= Turán number =

Number in combinatorial design

The complements of the lines of the Fano plane, which form a Turán (7,5,4)-system. T(7,5,4) = 7. The graph is 4-uniform, order 7, and any 5 vertices selected induce an edge.

In mathematics, the Turán number $T(n,k,r)$ for $r$-uniform hypergraphs of order $n$ is the smallest number of $r$-edges such that every induced subgraph on $k$ vertices contains an edge. This number was determined for $r = 2$ by Turán (1941), and the problem for general $r$ was introduced in Turán (1961). The paper (Sidorenko 1995) gives a survey of Turán numbers.

==Definitions==
Fix a set $X$ of $n$ vertices. For given $r$, an $r$-edge or block is a set of $r$ vertices. A set of blocks is called a Turán $(n,k,r)$-system ($n \geq k \geq r$) if every $k$-element subset of $X$ contains a block.
The Turán number $T(n,k,r)$ is the minimum size of such a system.

==Examples==
The complements of the lines of the Fano plane form a Turán $(7,5,4)$-system. $T(7,5,4) = 7$.
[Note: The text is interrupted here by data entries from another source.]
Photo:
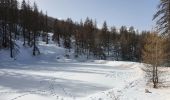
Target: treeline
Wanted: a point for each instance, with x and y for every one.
(105, 43)
(24, 21)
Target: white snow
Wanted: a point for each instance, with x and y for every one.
(51, 76)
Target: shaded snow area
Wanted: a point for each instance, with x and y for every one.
(51, 76)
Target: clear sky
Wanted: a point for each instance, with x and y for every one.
(137, 13)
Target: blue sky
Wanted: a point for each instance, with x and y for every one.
(137, 13)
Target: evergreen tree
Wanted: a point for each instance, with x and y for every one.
(154, 54)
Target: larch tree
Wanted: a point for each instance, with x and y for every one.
(153, 54)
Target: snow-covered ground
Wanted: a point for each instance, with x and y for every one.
(51, 76)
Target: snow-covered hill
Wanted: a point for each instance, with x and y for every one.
(52, 76)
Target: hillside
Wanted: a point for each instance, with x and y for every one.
(52, 76)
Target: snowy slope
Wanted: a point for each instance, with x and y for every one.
(51, 76)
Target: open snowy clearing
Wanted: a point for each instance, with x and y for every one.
(51, 76)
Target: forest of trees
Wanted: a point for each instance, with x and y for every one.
(25, 22)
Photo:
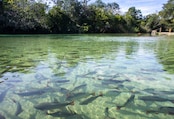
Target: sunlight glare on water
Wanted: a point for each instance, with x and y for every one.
(86, 77)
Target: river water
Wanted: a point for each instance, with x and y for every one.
(86, 77)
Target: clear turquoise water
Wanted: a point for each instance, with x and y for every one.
(64, 68)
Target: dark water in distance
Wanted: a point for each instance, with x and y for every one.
(86, 77)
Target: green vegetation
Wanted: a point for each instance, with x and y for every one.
(74, 16)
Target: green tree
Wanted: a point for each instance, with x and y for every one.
(167, 14)
(152, 22)
(133, 19)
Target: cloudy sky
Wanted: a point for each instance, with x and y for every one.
(146, 6)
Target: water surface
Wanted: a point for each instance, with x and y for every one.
(86, 77)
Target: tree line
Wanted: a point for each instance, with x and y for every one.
(74, 16)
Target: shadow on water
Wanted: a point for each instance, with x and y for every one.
(84, 77)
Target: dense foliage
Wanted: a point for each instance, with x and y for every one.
(74, 16)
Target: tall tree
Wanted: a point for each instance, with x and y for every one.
(133, 18)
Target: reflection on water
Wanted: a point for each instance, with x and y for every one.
(86, 77)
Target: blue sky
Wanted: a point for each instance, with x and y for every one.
(146, 6)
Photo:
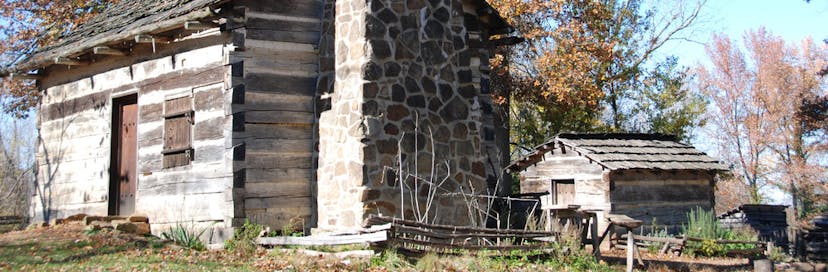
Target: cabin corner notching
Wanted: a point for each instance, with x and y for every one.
(285, 113)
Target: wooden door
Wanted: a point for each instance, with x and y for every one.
(125, 140)
(565, 191)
The following values and bounds for $T(n,6,4)$ are known:

| $n$ | 7 | 8 | 9 | 10 | 11 | 12 | 13 | 14 | 15 | 16 |
|---|---|---|---|---|---|---|---|---|---|---|
| $T(n,6,4)$ | 3 | 6 | 12 | 20 | 34 | 51 | 74–79 | 104–115 | 142–161 | 190–220 |

This sequence appears as .

The following values and bounds for $T(n,7,4)$ are known:

| $n$ | 8 | 9 | 10 | 11 | 12 | 13 | 14 | 15 | 16 |
|---|---|---|---|---|---|---|---|---|---|
| $T(n,7,4)$ | 2 | 5 | 10 | 17 | 26 | 38–39 | 54–56 | 74–80 | 99–108 |

It is also known that $T(17,5,4) \geq 627$ and $T(18,5,4) \geq 807$

==Relations to other combinatorial designs==
It can be shown that
$T(n,k,r) \geq \binom{n}{r} {\binom{k}{r}}^{-1}.$
Equality holds if and only if there exists a Steiner system $S(n - k, n - r, n)$.

An $(n,r,k,r)$-lotto design is an $(n, k, r)$-Turán system. Thus, $T(n,k, r) = L(n,r,k,r)$.

=== Covering designs ===

The covering number $C(v, k, t)$ is the minimum number of $k$-element subsets of a $v$-set such that every $t$-element subset is contained in at least one of the chosen $k$-subsets. By passing to complementary subsets, covering numbers and Turán numbers are related by the identity

$T(n, \ell, r) = C(n,\, n - r,\, n - \ell).$

Although the two are thus equivalent, they have historically been studied in different parameter ranges: Turán problems typically have $n$ large relative to $\ell$ and $r$, while covering problems typically have $n$ large relative to $n - r$ and $n - \ell$.